As the World Bank pointed out in it’s December (2008) China Quarterly:
“Despite export volume weakness, China’s current account surplus is likely to increase further in 2009 due to the lower raw commodity prices. Even as import volumes are likely to outpace export volumes significantly, the large improvement in the terms of trade due to lower primary commodity prices is set to boost the current account surplus to almost US$ 430 billion, or 9 percent of GDP, in 2009”
As the world plunges into the trough of the worst recession post-WWII, China’s record external reserves will rise, even as it joins the other Members of the G‑7 in stimulus spending of about $US585bn over the next two years.

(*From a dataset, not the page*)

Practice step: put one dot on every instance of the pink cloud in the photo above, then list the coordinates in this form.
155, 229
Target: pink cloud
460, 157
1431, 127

|China’s External Balances|
|Curr acct balance (US$ bln)||161||250||372||386||427|
|As share of GDP (%)||7.1||9.5||11.3||9.3||8.9|
|Capital account balance||47||-3||90||130||70|
|Growth in reserves||207||247||462||517||502|
|Foreign exch. reserves (US$ bln)||819||1066||1528||2045||2547|
|Source: World Bank. *=projections|
Of course the Chinese exchange rate is appreciating under tight control (it has risen about 25 points since 2005), which goes some way to raising imports and contributing to global reflation (but not far enough to shift long-term growth patterns away from capital accumulation to consumption).
The Renminbi appreciation, however, has the impact of making the minerals shopping spree more affordable (in Rmb. terms)!